ECLI:NL:RBDHA:2025:1324
Rechtbank Den Haag
- Eerste aanleg - enkelvoudig
- Rechtspraak.nl
Weigering omgevingsvergunning voor het vervangen van balkons aan woningen in Den Haag
In deze uitspraak beoordeelt de rechtbank het beroep van eisers tegen de afwijzing van hun aanvraag om een omgevingsvergunning voor het veranderen van de woningen aan de [adres 1], [adres 2], [adres 3] en [adres 4] in [plaats] door het vervangen van de balkons. Het bouwplan houdt in dat de bestaande balkons van 1 meter diep vervangen worden door balkons van 3 meter diep.

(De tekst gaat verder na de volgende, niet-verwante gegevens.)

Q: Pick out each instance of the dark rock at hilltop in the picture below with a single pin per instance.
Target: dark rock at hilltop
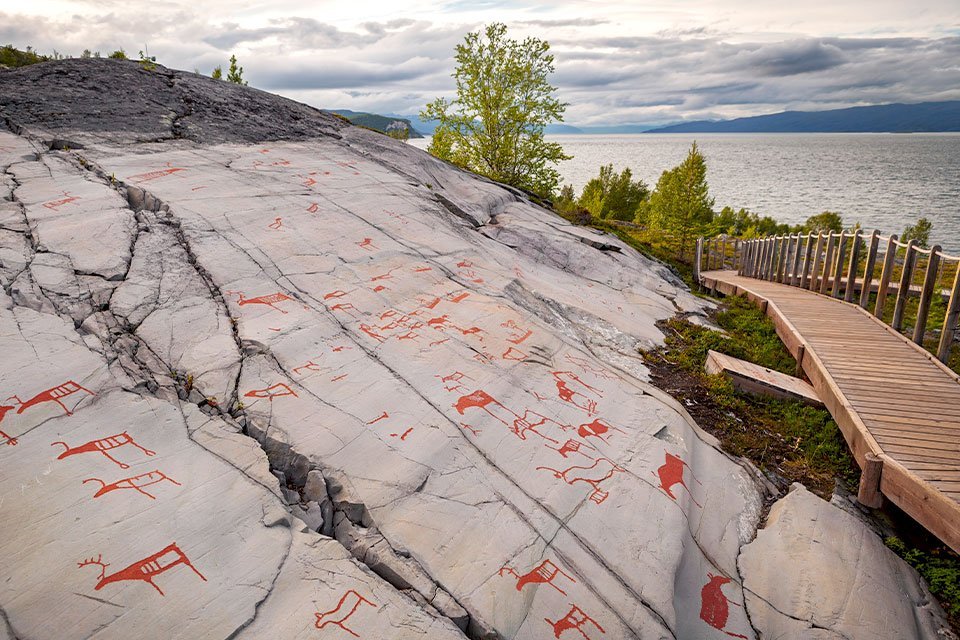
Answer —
(103, 95)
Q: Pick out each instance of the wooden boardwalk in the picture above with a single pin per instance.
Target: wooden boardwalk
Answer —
(897, 406)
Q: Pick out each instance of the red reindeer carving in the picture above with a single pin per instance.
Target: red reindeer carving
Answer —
(339, 615)
(574, 620)
(3, 412)
(145, 570)
(543, 573)
(714, 606)
(103, 445)
(56, 394)
(671, 474)
(269, 300)
(136, 482)
(278, 390)
(601, 469)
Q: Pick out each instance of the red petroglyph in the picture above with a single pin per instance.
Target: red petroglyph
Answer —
(55, 204)
(153, 175)
(278, 390)
(518, 335)
(145, 570)
(269, 300)
(310, 366)
(574, 620)
(367, 329)
(714, 606)
(573, 446)
(597, 429)
(56, 394)
(103, 445)
(671, 474)
(339, 615)
(543, 573)
(10, 440)
(602, 469)
(382, 416)
(515, 354)
(136, 482)
(571, 395)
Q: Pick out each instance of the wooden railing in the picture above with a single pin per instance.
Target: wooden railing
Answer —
(881, 274)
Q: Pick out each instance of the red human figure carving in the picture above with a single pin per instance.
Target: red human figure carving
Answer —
(55, 204)
(278, 390)
(145, 570)
(597, 429)
(103, 445)
(136, 482)
(270, 300)
(671, 474)
(56, 394)
(153, 175)
(574, 620)
(341, 613)
(519, 334)
(3, 412)
(572, 446)
(601, 469)
(543, 573)
(715, 607)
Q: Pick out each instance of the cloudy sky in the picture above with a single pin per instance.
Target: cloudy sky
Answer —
(617, 62)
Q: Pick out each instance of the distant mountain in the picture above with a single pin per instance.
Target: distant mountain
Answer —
(887, 118)
(375, 121)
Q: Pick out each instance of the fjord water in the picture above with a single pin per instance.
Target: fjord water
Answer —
(884, 181)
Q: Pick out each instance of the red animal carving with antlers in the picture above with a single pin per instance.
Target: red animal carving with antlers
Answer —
(543, 573)
(103, 445)
(56, 394)
(348, 604)
(145, 570)
(714, 606)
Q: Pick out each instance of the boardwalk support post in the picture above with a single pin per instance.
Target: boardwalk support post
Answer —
(869, 494)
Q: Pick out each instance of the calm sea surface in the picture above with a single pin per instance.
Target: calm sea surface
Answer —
(885, 181)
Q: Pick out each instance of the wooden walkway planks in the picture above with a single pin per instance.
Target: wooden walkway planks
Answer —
(892, 399)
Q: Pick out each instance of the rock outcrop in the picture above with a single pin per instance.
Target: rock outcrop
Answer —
(273, 376)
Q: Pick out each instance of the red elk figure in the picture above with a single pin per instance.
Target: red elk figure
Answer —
(136, 482)
(671, 474)
(56, 394)
(543, 573)
(145, 570)
(3, 412)
(103, 445)
(714, 606)
(348, 604)
(601, 469)
(575, 620)
(270, 300)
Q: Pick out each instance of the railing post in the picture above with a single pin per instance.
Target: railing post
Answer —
(795, 276)
(906, 278)
(886, 274)
(838, 271)
(950, 320)
(852, 271)
(814, 284)
(868, 269)
(827, 262)
(929, 282)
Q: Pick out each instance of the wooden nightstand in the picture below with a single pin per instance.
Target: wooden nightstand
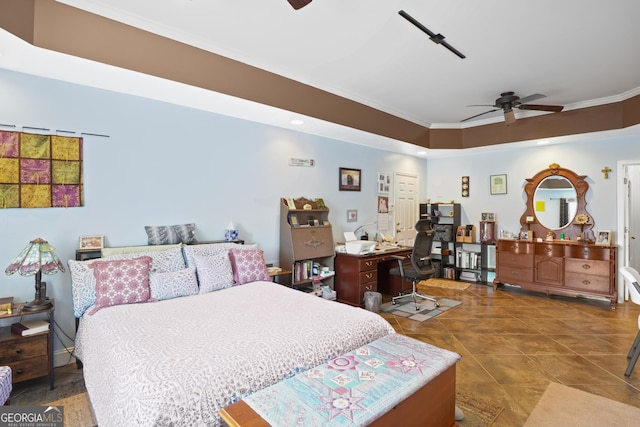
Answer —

Bij besluit van 14 oktober 2022 heeft verweerder de gevraagde omgevingsvergunning geweigerd, en met het bestreden besluit van 6 april 2023 is verweerder bij het primaire besluit gebleven. Eisers hebben beroep ingesteld tegen dit besluit, waarop verweerder heeft gereageerd met een verweerschrift. De rechtbank heeft het beroep op 16 december 2024 behandeld, maar het onderzoek werd heropend omdat één van de eisers, [naam 1], was overleden. De erfgenamen hebben aangegeven het beroep te willen voortzetten.
Eisers, eigenaren van de woningen, willen de balkons aan de achterzijde vervangen en uitbreiden, omdat het staal in het beton aan het roesten is. Verweerder heeft de omgevingsvergunning geweigerd, omdat het bouwplan in strijd is met redelijke eisen van welstand en het bestemmingsplan. De rechtbank beoordeelt de weigering aan de hand van de beroepsgronden van eisers. De rechtbank stelt vast dat het welstandsadvies negatief is en dat verweerder dit advies terecht aan zijn oordeel heeft ten grondslag gelegd. De rechtbank concludeert dat verweerder afdoende heeft onderbouwd dat het bouwplan in strijd is met redelijke eisen van welstand en dat hij in redelijkheid heeft kunnen besluiten om geen gebruik te maken van zijn bevoegdheid om af te wijken van het bestemmingsplan. Het beroep van eisers is ongegrond verklaard, en zij krijgen geen griffierecht terug of vergoeding van proceskosten.